Odkąd pamiętam zawsze widziałam aury ludzi. Mogłam z nich wyczytać wszystko co chciałam. Uczuci, plany, marzenia, wiek, a nawet to czy dana osoba jest zdrowa. Nigdy o tym nie mówiłam bo moi rodzice mieli obsesje na punkcie "normalności" a wiedziałam, że jest to niezwykłe. Kiedy miałam 17 lat zostałam Strażniczką Vitam czyli strażniczką życia. Dzięki temu żyłam przez wieki i teraz kiedy w końcu umieram pisze ten list do mojego następcy.

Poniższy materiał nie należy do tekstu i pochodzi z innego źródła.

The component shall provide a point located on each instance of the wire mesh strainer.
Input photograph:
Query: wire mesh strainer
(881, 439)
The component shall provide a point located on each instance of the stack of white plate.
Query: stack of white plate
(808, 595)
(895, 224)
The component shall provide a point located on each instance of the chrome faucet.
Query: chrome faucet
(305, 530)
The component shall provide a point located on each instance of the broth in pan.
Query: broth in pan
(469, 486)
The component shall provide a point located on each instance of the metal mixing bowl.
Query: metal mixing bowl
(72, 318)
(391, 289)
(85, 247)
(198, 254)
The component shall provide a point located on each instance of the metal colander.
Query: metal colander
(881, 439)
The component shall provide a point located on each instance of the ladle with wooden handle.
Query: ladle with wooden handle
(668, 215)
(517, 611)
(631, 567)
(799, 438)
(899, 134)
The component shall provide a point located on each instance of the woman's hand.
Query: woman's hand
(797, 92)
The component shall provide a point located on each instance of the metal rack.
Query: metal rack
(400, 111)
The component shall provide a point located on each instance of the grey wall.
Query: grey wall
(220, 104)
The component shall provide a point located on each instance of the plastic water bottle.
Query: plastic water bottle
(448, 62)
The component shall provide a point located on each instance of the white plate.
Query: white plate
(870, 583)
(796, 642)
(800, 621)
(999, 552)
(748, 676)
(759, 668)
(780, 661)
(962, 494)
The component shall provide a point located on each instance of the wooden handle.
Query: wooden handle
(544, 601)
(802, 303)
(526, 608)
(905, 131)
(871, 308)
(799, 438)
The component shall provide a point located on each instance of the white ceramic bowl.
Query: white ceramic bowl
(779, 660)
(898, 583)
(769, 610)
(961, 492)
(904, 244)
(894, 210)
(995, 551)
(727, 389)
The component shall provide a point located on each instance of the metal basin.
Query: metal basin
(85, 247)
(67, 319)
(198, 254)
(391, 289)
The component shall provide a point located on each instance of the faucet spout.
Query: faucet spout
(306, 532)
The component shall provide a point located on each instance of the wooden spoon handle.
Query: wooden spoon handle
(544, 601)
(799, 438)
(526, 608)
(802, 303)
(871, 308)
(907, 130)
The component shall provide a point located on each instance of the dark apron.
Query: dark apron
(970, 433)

Twoim zadaniem jest pilnowanie mocy w naszym wymiarze oraz utrzymywanie bariery pomiędzy nim a piekłem i niebem. Jest ona bardzo ważna gdyż to dzięki niej nasz świat istnieje i jest jaki jest. Nigdy nie zawieraj kontraktów z magicznymi stworzeniami bo one to wykorzystają. Nic więcej nie mogę ci powiedzieć.
Mój czas już się kończy. Życzę Ci powodzenia i pamiętaj, że jesteś bardzo ważny lub ważna.
Strażniczka Vitam Aleksis
"Opowiadanko"(bardziej toto to list ale ciiiii)o z okazji deszczu.